What Startup is Right For You: This One Question Will Show You

Too many of us are starting companies for the wrong reasons, and it’s lead to:

  • Meaningless businesses which aren’t sustainable for the founder’s commitment to last.
  • Products that don’t achieve market adoption.

A lifelong commitment and love for your craft is what’s required to create a product that get’s adopted by other people. The vision is what’s important, the start up is only the beginning. Visualizing a world with your product in it is a skill that comes with love and practice.

Mark Zuckerberg is the classic example of a founder who worked slow with the one and only focused vision to connect the world. He turned down the chance to get advertising dollars early on, and a $1 billion offer from Yahoo. This was well before Facebook was the behemoth that it is today and still had considerable risk to not become the force that it’s founder had envisioned. His outlook was long, real long.

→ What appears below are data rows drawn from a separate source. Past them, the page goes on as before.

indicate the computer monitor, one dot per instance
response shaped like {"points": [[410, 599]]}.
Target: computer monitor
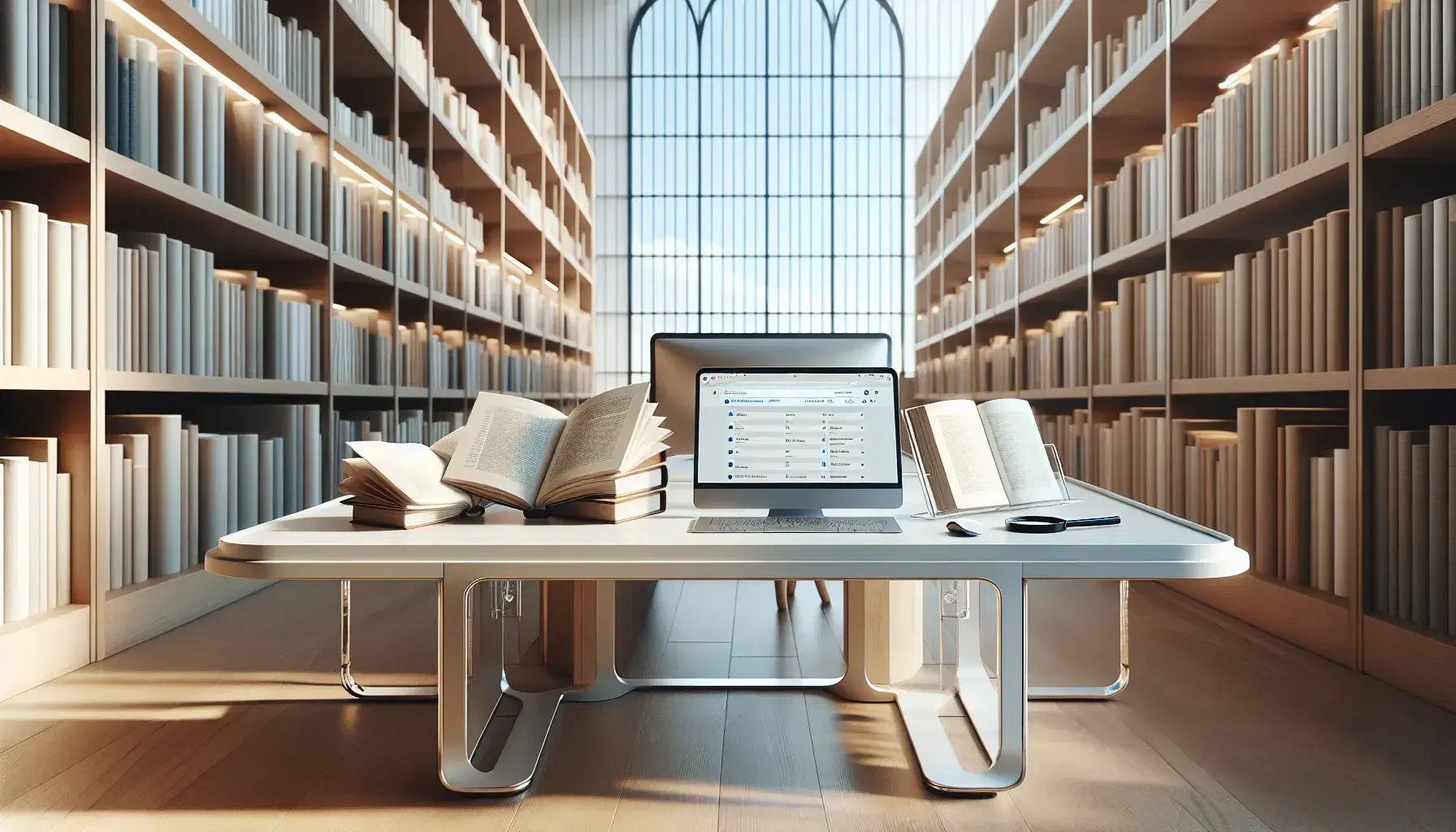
{"points": [[797, 439], [678, 358]]}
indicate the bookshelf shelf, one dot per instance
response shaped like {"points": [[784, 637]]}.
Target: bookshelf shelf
{"points": [[1130, 391], [31, 141], [1411, 379], [1138, 93], [1283, 384], [42, 379], [1139, 257], [178, 384], [154, 202], [364, 391], [353, 270], [1047, 394], [108, 191], [357, 51], [1281, 202], [1172, 84], [1066, 34], [1424, 134], [178, 21]]}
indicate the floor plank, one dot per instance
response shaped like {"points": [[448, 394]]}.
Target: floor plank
{"points": [[236, 722]]}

It was the depth of Zuckerberg’s drive and vision that made Facebook win against many other first movers in social media (remember Friendster, Myspace, Second Life, Small World and a slew of others?) and made it the #1 connector of people in the world.

Art by Juan Jiminez

After 6 years of working at a fast growing start up, doing my own start up and pivoting twice in the last two and a half years, it seems the “right idea”, “right market” or “founder/market fit” can be discovered by answering this question:

What can you live for, that’s worth dying for?

I believe if we all answer that question and derive our work lives from the answer, our day to day will maximize our potential and the world will continue to evolve into a better place at a faster rate.

Aram Taghavi is the Co-Founder of Flow and maker of Flow for Email which helps you email mindfully, without distractions. If you liked this post and want to receive one like it once a week, subscribe to his blog, Experiential here.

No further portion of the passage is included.